Frustrated, Paul refused to accept the terms. “There must be another perspective, some negotiation—”

Suddenly, his attention was riveted by a young woman strolling toward the corner. He saw her, recognized her features—dark reddish hair, large eyes, elfin face. She reminded him of the young woman in his recurring dreams, but this was not a desert, not some hot cave or canyon. Still, he watched her move, and his attention was jarred from his confusing thoughts. Startling the Mentat instructor, he lurched to his feet. He had to know who she was.

He left the table and began to hurry after her, but Thufir lunged up, seized his wrist, and pulled him back. “I did not give you leave to go.”

“But, Thufir, that’s the girl! The one I saw in my dreams. The one I sketched.”

Anger flared in the Mentat’s eyes. “I did not give you leave to go. Sit down!” His command was sharp with rebuke, and Paul reacted almost as if his mother had used the Voice on him. “Even here, my class is still in session.”

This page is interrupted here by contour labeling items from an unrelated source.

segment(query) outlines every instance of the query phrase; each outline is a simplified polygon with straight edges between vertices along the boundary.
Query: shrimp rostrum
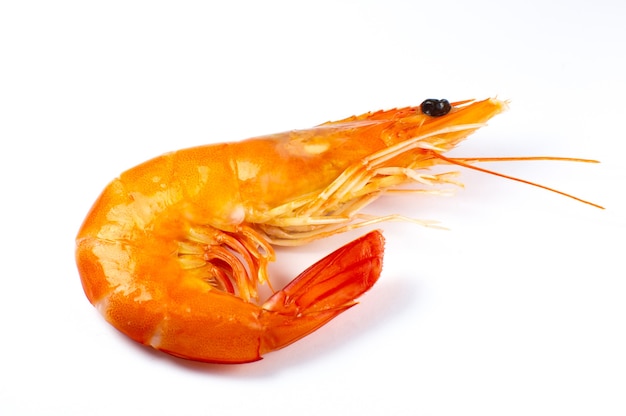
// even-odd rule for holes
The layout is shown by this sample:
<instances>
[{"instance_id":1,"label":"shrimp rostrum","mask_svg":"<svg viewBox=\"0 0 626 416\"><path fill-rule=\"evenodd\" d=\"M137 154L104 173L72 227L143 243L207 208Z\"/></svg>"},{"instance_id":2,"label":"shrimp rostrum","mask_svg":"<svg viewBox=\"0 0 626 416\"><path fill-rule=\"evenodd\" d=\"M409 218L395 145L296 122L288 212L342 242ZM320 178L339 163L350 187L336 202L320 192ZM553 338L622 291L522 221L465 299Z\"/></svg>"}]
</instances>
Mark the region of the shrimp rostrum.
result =
<instances>
[{"instance_id":1,"label":"shrimp rostrum","mask_svg":"<svg viewBox=\"0 0 626 416\"><path fill-rule=\"evenodd\" d=\"M533 159L444 156L505 108L426 100L149 160L104 189L78 233L84 291L139 343L198 361L258 360L355 305L382 267L383 237L372 231L259 301L272 246L406 220L361 210L398 187L455 183L436 165L494 173L474 163Z\"/></svg>"}]
</instances>

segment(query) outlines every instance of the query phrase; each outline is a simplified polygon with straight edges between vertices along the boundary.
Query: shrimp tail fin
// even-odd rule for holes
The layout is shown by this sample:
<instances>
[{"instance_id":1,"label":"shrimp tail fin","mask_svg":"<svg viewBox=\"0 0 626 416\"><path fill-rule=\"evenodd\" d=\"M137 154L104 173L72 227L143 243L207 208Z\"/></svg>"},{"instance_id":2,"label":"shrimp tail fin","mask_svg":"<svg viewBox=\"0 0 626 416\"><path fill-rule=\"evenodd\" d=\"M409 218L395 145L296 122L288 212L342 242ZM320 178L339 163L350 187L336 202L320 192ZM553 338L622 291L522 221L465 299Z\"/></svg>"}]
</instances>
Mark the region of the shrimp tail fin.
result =
<instances>
[{"instance_id":1,"label":"shrimp tail fin","mask_svg":"<svg viewBox=\"0 0 626 416\"><path fill-rule=\"evenodd\" d=\"M378 280L384 238L372 231L302 272L264 304L261 354L283 348L356 305Z\"/></svg>"}]
</instances>

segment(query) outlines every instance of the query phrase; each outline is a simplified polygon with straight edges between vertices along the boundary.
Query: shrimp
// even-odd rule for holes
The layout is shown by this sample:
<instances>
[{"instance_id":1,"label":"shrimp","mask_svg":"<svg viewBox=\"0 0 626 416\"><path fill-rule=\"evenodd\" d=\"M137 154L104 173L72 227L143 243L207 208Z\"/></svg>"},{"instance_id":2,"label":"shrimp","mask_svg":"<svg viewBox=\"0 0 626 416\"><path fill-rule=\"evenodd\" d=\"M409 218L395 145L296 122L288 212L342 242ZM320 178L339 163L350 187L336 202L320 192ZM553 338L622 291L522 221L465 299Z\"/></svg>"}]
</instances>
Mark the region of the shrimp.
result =
<instances>
[{"instance_id":1,"label":"shrimp","mask_svg":"<svg viewBox=\"0 0 626 416\"><path fill-rule=\"evenodd\" d=\"M454 173L429 171L436 165L543 187L473 163L596 162L444 156L506 107L493 98L430 99L149 160L104 189L78 232L84 292L109 323L141 344L204 362L259 360L354 306L377 281L384 251L380 231L372 231L274 291L267 272L274 245L306 244L390 220L432 226L360 211L385 193L439 192L440 185L457 184ZM262 284L273 293L264 302Z\"/></svg>"}]
</instances>

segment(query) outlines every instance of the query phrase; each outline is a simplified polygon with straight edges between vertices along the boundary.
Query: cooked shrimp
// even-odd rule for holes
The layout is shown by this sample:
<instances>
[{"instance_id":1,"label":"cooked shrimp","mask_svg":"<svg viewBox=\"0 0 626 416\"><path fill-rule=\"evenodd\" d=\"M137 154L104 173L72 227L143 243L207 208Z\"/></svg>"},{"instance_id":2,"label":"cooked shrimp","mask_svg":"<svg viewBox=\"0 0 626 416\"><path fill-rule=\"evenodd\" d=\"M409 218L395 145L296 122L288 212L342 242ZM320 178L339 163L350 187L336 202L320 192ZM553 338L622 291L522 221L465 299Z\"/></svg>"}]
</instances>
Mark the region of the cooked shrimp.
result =
<instances>
[{"instance_id":1,"label":"cooked shrimp","mask_svg":"<svg viewBox=\"0 0 626 416\"><path fill-rule=\"evenodd\" d=\"M383 237L373 231L259 302L273 245L388 220L428 226L360 211L399 186L437 192L454 184L452 173L429 171L436 165L496 174L473 163L594 162L443 155L505 108L497 99L426 100L149 160L104 189L78 233L84 291L108 322L142 344L198 361L258 360L353 306L382 267Z\"/></svg>"}]
</instances>

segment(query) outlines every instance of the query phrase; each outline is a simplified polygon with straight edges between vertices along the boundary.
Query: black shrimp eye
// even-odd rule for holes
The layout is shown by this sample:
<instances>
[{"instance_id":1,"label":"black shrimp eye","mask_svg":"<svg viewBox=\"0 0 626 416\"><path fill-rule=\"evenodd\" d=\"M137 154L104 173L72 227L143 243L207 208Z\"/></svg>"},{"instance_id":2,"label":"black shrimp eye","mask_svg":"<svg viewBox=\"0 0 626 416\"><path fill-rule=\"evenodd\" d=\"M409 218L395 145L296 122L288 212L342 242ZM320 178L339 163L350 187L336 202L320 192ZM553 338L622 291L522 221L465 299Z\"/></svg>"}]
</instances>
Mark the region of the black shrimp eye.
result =
<instances>
[{"instance_id":1,"label":"black shrimp eye","mask_svg":"<svg viewBox=\"0 0 626 416\"><path fill-rule=\"evenodd\" d=\"M435 98L429 98L424 100L422 104L420 104L420 108L422 109L422 113L431 117L441 117L445 116L450 112L452 106L448 102L448 100L437 100Z\"/></svg>"}]
</instances>

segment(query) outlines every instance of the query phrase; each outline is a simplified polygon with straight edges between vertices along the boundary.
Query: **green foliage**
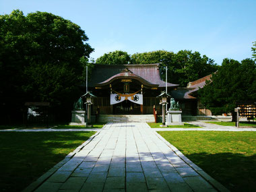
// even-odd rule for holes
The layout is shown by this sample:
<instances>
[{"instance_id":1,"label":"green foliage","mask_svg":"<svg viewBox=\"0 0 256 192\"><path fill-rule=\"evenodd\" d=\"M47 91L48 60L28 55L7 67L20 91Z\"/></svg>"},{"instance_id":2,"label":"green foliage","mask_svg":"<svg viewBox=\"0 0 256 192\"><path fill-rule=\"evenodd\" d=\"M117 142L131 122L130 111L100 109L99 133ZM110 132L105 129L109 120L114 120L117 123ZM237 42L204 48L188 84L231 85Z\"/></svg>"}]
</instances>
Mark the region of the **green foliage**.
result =
<instances>
[{"instance_id":1,"label":"green foliage","mask_svg":"<svg viewBox=\"0 0 256 192\"><path fill-rule=\"evenodd\" d=\"M256 61L256 41L253 42L253 47L251 48L251 51L253 51L253 58Z\"/></svg>"},{"instance_id":2,"label":"green foliage","mask_svg":"<svg viewBox=\"0 0 256 192\"><path fill-rule=\"evenodd\" d=\"M199 91L202 104L214 115L233 113L236 101L256 98L256 64L251 59L239 63L224 59L212 82Z\"/></svg>"},{"instance_id":3,"label":"green foliage","mask_svg":"<svg viewBox=\"0 0 256 192\"><path fill-rule=\"evenodd\" d=\"M5 113L20 110L26 101L71 106L93 51L88 40L79 26L52 13L25 16L14 10L0 15L0 106Z\"/></svg>"},{"instance_id":4,"label":"green foliage","mask_svg":"<svg viewBox=\"0 0 256 192\"><path fill-rule=\"evenodd\" d=\"M130 62L130 55L125 51L115 51L105 53L96 61L98 64L122 65Z\"/></svg>"}]
</instances>

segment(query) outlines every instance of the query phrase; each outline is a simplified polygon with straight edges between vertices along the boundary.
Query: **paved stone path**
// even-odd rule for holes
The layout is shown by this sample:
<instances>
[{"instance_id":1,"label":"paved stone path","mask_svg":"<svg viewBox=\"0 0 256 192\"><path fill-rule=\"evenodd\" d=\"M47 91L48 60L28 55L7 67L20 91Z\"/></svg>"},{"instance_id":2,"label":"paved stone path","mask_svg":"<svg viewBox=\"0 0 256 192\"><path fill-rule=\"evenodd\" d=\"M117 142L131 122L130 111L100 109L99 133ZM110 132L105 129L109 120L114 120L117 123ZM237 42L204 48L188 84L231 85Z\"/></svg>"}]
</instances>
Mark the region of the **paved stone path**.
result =
<instances>
[{"instance_id":1,"label":"paved stone path","mask_svg":"<svg viewBox=\"0 0 256 192\"><path fill-rule=\"evenodd\" d=\"M227 191L153 129L108 123L24 191Z\"/></svg>"}]
</instances>

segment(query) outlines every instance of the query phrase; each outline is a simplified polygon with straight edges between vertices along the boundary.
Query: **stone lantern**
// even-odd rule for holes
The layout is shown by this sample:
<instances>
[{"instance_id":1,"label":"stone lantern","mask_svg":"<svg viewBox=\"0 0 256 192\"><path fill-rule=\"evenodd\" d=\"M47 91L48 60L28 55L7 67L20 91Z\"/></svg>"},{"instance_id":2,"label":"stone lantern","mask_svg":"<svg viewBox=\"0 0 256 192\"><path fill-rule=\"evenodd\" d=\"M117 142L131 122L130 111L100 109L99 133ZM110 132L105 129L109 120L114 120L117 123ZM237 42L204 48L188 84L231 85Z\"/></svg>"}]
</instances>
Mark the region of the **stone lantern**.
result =
<instances>
[{"instance_id":1,"label":"stone lantern","mask_svg":"<svg viewBox=\"0 0 256 192\"><path fill-rule=\"evenodd\" d=\"M167 94L165 92L162 92L159 96L157 96L157 98L161 98L159 104L162 105L162 126L166 126L166 123L165 123L165 122L166 122L166 121L165 121L166 109L165 109L165 107L166 107L166 105L168 104L167 98L168 97L170 97L170 95L169 95L168 94Z\"/></svg>"},{"instance_id":2,"label":"stone lantern","mask_svg":"<svg viewBox=\"0 0 256 192\"><path fill-rule=\"evenodd\" d=\"M81 98L85 98L86 102L84 103L87 104L87 121L86 122L86 119L84 119L84 124L86 126L91 123L91 105L93 104L92 98L96 98L90 92L87 92L85 94L82 95Z\"/></svg>"}]
</instances>

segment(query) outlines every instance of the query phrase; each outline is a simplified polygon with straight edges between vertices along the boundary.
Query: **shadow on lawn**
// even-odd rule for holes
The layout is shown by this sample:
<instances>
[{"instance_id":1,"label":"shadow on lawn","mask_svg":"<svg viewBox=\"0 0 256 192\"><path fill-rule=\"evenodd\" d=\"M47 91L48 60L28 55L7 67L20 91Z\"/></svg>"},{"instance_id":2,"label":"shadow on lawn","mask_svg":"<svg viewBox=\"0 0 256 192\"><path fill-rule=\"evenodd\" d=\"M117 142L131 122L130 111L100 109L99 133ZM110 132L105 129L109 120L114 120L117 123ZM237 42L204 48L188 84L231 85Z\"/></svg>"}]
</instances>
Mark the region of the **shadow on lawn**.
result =
<instances>
[{"instance_id":1,"label":"shadow on lawn","mask_svg":"<svg viewBox=\"0 0 256 192\"><path fill-rule=\"evenodd\" d=\"M0 191L20 191L94 133L1 133Z\"/></svg>"},{"instance_id":2,"label":"shadow on lawn","mask_svg":"<svg viewBox=\"0 0 256 192\"><path fill-rule=\"evenodd\" d=\"M256 155L199 153L186 156L231 191L255 191Z\"/></svg>"}]
</instances>

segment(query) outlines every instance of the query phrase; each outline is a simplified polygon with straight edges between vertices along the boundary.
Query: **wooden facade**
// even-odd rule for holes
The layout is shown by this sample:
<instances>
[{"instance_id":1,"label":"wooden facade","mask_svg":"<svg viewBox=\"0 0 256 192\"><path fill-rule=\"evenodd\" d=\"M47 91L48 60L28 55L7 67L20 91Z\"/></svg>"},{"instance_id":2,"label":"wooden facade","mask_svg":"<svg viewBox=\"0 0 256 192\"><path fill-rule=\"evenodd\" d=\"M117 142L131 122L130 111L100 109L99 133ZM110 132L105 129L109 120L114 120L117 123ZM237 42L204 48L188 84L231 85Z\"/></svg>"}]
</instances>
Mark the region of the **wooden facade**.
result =
<instances>
[{"instance_id":1,"label":"wooden facade","mask_svg":"<svg viewBox=\"0 0 256 192\"><path fill-rule=\"evenodd\" d=\"M202 83L203 82L203 83ZM179 101L183 115L207 115L210 112L198 106L197 92L198 83L191 82L187 88L167 83L168 92ZM201 86L200 84L200 86ZM160 77L159 64L107 65L95 64L88 89L97 98L94 98L92 112L102 115L148 115L153 114L154 106L162 111L160 99L156 98L165 91L166 82ZM192 86L191 86L192 85ZM84 87L85 85L84 85ZM111 104L110 94L120 96L139 93L143 96L143 104L138 104L127 100Z\"/></svg>"}]
</instances>

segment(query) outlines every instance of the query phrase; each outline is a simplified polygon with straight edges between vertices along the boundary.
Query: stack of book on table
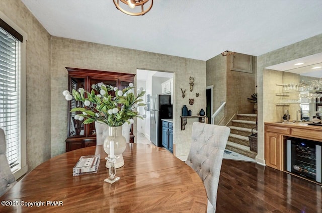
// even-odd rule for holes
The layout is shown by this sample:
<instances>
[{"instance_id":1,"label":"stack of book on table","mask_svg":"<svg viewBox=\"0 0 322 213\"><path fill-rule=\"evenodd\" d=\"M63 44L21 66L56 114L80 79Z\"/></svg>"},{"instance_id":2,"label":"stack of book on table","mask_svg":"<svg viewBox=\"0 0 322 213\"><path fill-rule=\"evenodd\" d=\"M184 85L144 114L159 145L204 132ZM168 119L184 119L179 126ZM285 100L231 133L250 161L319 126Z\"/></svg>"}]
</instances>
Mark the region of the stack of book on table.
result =
<instances>
[{"instance_id":1,"label":"stack of book on table","mask_svg":"<svg viewBox=\"0 0 322 213\"><path fill-rule=\"evenodd\" d=\"M72 169L72 176L97 172L100 165L100 155L80 157Z\"/></svg>"}]
</instances>

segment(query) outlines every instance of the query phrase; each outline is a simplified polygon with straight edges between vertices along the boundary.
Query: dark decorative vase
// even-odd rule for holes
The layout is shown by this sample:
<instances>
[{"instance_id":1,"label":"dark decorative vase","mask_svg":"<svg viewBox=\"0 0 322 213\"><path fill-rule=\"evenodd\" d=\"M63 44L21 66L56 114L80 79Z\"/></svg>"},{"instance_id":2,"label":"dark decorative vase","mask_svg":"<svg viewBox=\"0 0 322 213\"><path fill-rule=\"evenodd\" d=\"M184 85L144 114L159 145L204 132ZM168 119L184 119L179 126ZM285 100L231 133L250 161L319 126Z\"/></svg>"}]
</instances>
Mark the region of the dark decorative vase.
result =
<instances>
[{"instance_id":1,"label":"dark decorative vase","mask_svg":"<svg viewBox=\"0 0 322 213\"><path fill-rule=\"evenodd\" d=\"M181 116L188 116L188 108L187 108L187 105L184 105L182 108L182 113L181 114Z\"/></svg>"}]
</instances>

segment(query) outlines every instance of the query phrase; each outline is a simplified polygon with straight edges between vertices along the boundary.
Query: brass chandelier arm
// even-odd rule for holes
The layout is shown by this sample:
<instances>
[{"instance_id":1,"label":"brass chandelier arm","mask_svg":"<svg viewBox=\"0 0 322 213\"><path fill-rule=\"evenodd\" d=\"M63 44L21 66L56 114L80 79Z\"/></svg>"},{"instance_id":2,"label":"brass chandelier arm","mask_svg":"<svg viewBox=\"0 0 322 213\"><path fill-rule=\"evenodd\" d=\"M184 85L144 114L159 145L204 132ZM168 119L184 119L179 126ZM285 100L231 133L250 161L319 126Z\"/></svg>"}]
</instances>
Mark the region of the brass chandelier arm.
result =
<instances>
[{"instance_id":1,"label":"brass chandelier arm","mask_svg":"<svg viewBox=\"0 0 322 213\"><path fill-rule=\"evenodd\" d=\"M124 4L126 6L128 6L128 4L127 3L127 1L126 0L120 0L121 2ZM135 7L141 6L141 12L139 13L132 13L127 11L126 11L125 9L123 9L120 6L120 0L113 0L114 5L115 5L115 7L116 8L121 11L122 12L125 13L125 14L129 15L130 16L143 16L146 13L148 12L151 8L152 8L152 6L153 6L153 0L142 0L140 1L137 3L135 3ZM147 3L148 2L151 1L151 4L149 7L146 9L145 10L144 9L144 5Z\"/></svg>"}]
</instances>

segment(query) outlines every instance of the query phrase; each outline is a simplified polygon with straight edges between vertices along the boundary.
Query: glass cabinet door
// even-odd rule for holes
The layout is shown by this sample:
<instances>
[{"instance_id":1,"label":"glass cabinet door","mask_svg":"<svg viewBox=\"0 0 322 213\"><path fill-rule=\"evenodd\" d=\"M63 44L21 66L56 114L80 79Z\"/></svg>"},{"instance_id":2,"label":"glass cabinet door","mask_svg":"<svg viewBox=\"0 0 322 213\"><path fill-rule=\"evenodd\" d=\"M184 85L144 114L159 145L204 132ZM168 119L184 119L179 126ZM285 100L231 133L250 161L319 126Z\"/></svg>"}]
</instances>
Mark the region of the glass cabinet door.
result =
<instances>
[{"instance_id":1,"label":"glass cabinet door","mask_svg":"<svg viewBox=\"0 0 322 213\"><path fill-rule=\"evenodd\" d=\"M79 88L85 88L85 78L71 77L70 80L70 83L69 89L71 92L73 89L78 90ZM70 101L68 101L68 112L75 107L83 106L82 101L76 101L73 97ZM69 123L68 136L85 135L85 129L84 125L82 124L83 121L79 121L74 119L75 116L79 113L81 113L78 112L69 113L69 121L68 121Z\"/></svg>"}]
</instances>

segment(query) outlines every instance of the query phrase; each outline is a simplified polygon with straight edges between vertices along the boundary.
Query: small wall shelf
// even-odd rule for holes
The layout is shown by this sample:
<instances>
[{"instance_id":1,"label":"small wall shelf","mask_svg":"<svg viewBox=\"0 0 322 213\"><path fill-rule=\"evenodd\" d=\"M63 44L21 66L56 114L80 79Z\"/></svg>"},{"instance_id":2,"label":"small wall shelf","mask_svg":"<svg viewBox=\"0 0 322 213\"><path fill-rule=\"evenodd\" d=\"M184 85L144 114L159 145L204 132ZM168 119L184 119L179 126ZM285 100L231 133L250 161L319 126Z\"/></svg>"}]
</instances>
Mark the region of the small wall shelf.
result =
<instances>
[{"instance_id":1,"label":"small wall shelf","mask_svg":"<svg viewBox=\"0 0 322 213\"><path fill-rule=\"evenodd\" d=\"M180 116L180 118L181 118L181 130L185 130L185 128L187 124L187 119L189 118L198 118L199 122L205 123L205 118L206 118L206 116Z\"/></svg>"}]
</instances>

Paul looked longingly as the girl vanished around a corner. He stared after her in disappointment.

Thufir rapped his knuckles and pushed him back into the chair. “I require your undivided attention, young Master.”

Paul sighed and looked back at his teacher.

 

 

No matter how compelling the argument, an evil justification is still evil.

—DUKE PAULUS ATREIDES, private letter about the Kolona Affair

 

 

The towering lighthouse statues of his father and his first son reminded Leto of the greatest pain he had ever suffered, but the monuments also calmed and reassured him.

On the spit of rocks at one end of the main harbor, huge boulders formed a jetty, and Leto walked along the gravel path alone. On this sunny day, more than a hundred people had gathered in a wide park around the base of the colossal statues. Fishermen sat on the outer rocks and dangled lines in the water, families held picnics, and children flew colorful kites.

He looked up at the stone face of Paulus Atreides in his matador outfit. Yes, the Old Duke had always been larger than life, and this great statue made him even more so. The lighthouse fire in his hand blazed bright, flames fed through fuel tubes so the light was never extinguished.

Leto had grown up knowing his mother was stern and humorless, and he understood that the marriage between Paulus and Helena was loveless and political, but when had it become murderous? How could Lady Helena have killed her husband?

His eyes stung as he saw the flash of a reflector kite dancing across the face of the taller statue. Leto remembered when young Victor had done that, playing with reflective strips that flew in the air caught on salty updrafts. Oh, the little boy had laughed and laughed!

He paused in his step and closed his eyes as he remembered the flare of fire in the airship, the horrendous explosion that had killed Victor … and the even greater pain when he later learned who had set that tragedy in motion. How could his concubine Kailea have hated him so much?